2. D’altra parte, in previsione della nascita di un bambino malato la Chiesa insegna che è lecito ricorrere ai tempi di infertilità.
Parlando della paternità responsabile Paolo VI nell’enciclica Humanae vitae ha scritto: “In rapporto alle condizioni fisiche, economiche, psicologiche e sociali la paternità responsabile si esercita sia con la deliberazione ponderata e generosa di far crescere una famiglia numerosa, sia con la decisione, presa per gravi motivi e nel rispetto della legge morale, di evitare temporaneamente od anche a tempo indeterminato una nuova nascita” (Humanae Vitae 10).
3. Inoltre non si può non tenere presente l’emotività che viene coinvolta quando si chiede se si è disposti a tenersi il bambino qualora risulti malato.
Insieme col divieto di abortire, è necessario proporre la disponibilità della Chiesa a farsi carico del bambino.

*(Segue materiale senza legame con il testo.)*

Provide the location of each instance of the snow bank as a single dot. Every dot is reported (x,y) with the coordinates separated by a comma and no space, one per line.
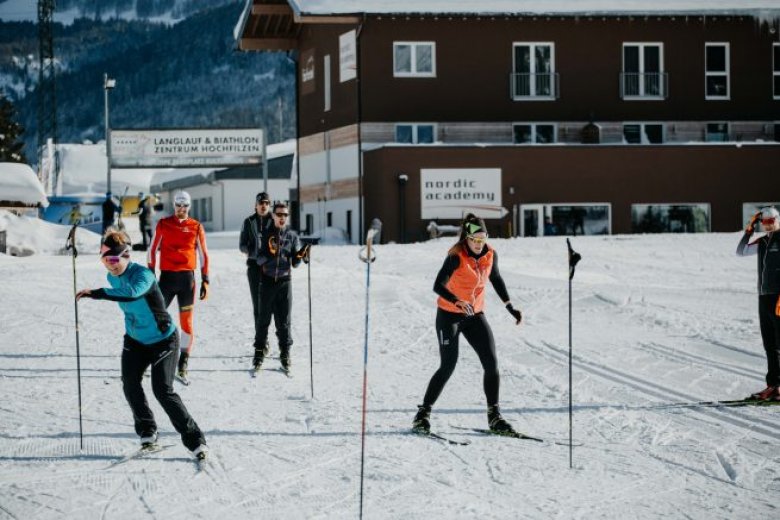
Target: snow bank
(19,184)
(27,236)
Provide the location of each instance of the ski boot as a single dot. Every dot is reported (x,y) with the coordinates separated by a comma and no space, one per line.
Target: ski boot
(149,441)
(201,452)
(422,421)
(498,424)
(182,371)
(284,357)
(770,393)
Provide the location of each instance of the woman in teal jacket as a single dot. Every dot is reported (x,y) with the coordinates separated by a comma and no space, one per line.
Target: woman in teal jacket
(150,339)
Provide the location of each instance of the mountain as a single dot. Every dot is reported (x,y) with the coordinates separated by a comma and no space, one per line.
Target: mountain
(185,74)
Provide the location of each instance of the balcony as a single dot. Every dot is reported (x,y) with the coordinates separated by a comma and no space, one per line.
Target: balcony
(534,86)
(644,85)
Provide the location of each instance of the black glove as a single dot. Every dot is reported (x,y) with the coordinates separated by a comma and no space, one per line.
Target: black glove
(516,314)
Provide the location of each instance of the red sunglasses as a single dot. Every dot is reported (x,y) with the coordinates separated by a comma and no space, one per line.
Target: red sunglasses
(112,260)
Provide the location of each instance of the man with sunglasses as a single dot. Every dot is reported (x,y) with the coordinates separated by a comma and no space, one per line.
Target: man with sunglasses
(254,228)
(150,340)
(181,241)
(767,247)
(280,251)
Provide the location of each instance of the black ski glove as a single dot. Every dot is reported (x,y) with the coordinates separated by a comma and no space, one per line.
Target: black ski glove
(516,314)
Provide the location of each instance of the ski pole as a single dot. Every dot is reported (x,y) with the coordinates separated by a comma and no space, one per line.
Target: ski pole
(71,244)
(574,257)
(367,255)
(311,341)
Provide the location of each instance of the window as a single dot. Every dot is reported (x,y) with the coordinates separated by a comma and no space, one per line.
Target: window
(670,218)
(534,74)
(643,71)
(643,133)
(309,223)
(326,80)
(414,59)
(716,132)
(415,133)
(776,70)
(541,133)
(716,67)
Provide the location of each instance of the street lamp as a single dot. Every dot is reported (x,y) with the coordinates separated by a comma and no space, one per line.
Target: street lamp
(108,84)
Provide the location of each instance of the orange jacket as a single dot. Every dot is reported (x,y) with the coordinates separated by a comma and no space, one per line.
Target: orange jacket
(180,244)
(468,281)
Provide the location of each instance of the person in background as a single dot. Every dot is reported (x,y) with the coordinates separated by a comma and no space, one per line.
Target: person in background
(150,340)
(145,213)
(110,209)
(181,241)
(254,228)
(280,251)
(767,247)
(460,284)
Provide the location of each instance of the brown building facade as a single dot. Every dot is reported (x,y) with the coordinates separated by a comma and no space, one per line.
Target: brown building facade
(543,123)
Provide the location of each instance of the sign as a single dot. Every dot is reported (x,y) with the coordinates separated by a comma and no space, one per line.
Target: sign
(306,64)
(186,147)
(347,56)
(448,193)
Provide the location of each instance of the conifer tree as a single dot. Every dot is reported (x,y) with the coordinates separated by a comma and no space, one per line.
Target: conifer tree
(11,144)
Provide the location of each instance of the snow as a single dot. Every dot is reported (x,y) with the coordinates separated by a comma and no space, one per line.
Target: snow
(28,235)
(83,169)
(657,319)
(559,7)
(19,184)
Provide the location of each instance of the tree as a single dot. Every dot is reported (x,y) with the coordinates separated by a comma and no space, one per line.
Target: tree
(11,144)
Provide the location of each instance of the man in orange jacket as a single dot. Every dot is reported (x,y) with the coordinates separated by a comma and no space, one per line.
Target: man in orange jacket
(181,241)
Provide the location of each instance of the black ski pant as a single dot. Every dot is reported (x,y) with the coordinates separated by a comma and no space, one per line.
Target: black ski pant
(275,301)
(162,356)
(477,332)
(254,275)
(770,334)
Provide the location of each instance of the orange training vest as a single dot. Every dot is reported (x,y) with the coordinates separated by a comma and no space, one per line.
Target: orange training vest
(468,281)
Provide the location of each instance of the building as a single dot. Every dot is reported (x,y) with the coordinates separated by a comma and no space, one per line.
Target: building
(223,198)
(564,117)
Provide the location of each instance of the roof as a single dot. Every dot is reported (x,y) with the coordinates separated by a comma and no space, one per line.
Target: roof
(760,8)
(20,187)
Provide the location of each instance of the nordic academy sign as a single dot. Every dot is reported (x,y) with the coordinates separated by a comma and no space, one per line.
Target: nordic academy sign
(186,147)
(448,193)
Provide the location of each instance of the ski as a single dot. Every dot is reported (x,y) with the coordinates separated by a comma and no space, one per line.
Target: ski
(436,436)
(733,403)
(511,435)
(141,453)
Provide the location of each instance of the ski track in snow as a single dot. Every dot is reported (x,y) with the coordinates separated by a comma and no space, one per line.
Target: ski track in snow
(657,319)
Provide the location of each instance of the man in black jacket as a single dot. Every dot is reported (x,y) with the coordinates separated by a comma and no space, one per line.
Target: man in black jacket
(280,251)
(767,247)
(253,230)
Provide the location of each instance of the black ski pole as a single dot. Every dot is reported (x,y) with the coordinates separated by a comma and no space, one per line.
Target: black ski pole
(574,257)
(311,341)
(71,245)
(367,255)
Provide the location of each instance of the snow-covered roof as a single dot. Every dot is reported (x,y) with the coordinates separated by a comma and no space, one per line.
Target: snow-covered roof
(20,186)
(83,168)
(759,8)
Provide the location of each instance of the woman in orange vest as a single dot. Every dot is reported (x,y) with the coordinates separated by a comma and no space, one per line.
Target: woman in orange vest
(460,285)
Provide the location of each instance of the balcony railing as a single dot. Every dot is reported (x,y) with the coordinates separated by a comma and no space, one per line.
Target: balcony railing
(644,85)
(534,85)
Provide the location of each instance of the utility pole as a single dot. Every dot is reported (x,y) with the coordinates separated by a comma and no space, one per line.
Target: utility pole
(47,102)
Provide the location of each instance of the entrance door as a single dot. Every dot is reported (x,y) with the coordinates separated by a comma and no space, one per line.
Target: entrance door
(531,220)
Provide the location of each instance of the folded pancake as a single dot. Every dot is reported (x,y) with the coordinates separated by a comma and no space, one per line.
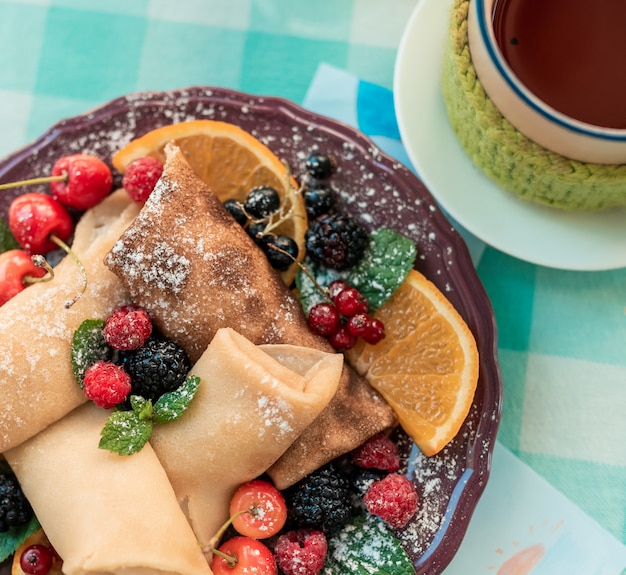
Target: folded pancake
(104,513)
(37,386)
(192,266)
(252,403)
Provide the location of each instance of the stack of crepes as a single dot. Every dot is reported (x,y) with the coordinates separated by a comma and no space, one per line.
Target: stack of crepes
(273,397)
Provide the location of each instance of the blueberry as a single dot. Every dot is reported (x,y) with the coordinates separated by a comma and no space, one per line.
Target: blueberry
(262,201)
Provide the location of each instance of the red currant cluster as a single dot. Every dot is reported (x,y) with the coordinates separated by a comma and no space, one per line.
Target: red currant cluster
(345,318)
(40,222)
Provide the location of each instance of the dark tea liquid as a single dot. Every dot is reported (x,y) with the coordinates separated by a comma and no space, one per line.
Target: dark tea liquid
(570,53)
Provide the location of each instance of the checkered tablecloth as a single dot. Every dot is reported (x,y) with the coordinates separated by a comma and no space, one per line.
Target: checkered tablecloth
(562,335)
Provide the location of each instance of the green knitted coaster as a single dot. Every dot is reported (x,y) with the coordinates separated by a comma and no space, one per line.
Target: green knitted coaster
(513,161)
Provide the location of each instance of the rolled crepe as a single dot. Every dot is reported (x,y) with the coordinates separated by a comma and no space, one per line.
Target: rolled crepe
(37,385)
(252,403)
(104,513)
(192,266)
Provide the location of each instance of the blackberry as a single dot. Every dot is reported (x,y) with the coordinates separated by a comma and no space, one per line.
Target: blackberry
(15,510)
(322,500)
(278,260)
(336,241)
(262,201)
(155,368)
(318,200)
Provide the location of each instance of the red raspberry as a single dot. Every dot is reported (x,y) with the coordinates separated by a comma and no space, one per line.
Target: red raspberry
(140,178)
(379,452)
(393,499)
(301,552)
(106,384)
(127,327)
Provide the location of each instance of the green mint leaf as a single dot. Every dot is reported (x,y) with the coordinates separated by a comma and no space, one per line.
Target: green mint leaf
(7,241)
(385,264)
(88,346)
(10,540)
(125,432)
(170,406)
(365,546)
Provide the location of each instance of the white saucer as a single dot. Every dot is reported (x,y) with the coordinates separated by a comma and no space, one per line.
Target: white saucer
(531,232)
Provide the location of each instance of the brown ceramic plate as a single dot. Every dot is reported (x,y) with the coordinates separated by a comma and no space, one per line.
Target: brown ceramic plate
(382,193)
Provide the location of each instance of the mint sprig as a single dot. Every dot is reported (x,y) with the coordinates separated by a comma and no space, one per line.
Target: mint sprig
(126,432)
(365,546)
(385,264)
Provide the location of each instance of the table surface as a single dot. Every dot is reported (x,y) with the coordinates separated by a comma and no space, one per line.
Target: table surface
(562,335)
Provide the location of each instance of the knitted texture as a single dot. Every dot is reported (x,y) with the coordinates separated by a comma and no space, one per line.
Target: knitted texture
(512,160)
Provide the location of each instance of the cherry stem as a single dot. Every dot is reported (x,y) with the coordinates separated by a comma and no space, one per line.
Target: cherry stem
(34,181)
(40,262)
(59,242)
(213,542)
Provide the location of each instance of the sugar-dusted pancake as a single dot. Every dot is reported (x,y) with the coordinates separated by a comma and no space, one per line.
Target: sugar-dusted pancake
(188,262)
(252,403)
(104,513)
(37,386)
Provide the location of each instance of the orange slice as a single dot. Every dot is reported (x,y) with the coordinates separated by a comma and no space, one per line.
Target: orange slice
(36,538)
(427,365)
(232,162)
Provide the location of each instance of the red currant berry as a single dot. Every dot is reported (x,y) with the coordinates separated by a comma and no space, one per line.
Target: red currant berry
(106,384)
(264,506)
(324,318)
(36,560)
(16,267)
(247,556)
(140,178)
(342,339)
(127,327)
(89,180)
(34,218)
(375,332)
(351,301)
(335,287)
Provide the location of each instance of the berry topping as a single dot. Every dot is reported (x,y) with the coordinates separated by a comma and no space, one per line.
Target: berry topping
(88,182)
(301,552)
(244,556)
(127,327)
(140,178)
(34,218)
(17,270)
(321,500)
(319,165)
(324,318)
(393,499)
(318,200)
(157,367)
(15,510)
(379,452)
(262,201)
(36,559)
(259,509)
(336,241)
(106,384)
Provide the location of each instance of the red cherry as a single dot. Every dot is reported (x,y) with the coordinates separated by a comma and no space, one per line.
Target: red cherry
(88,182)
(16,267)
(34,218)
(140,178)
(264,507)
(36,560)
(247,556)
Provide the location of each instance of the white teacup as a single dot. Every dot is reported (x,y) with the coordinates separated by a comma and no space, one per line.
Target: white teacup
(556,69)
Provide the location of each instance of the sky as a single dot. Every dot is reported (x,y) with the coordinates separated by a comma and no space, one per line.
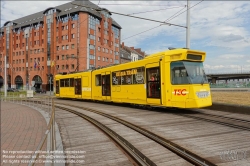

Nell’omelia della beatificazione di Madre Teresa di Calcutta, Giovanni Paolo II ha riportato le seguenti parole della Madre: “Se sentite che qualche donna non vuole tenere il suo bambino e desidera abortire, cercate di convincerla a portarmi quel bambino. Io lo amerò, vedendo in lui il segno dell’amore di Dio” (cfr. L’Osservatore Romano, 20-21 ottobre 2003, p. 8).
La ringrazio per la fiducia e La ricordo al Signore.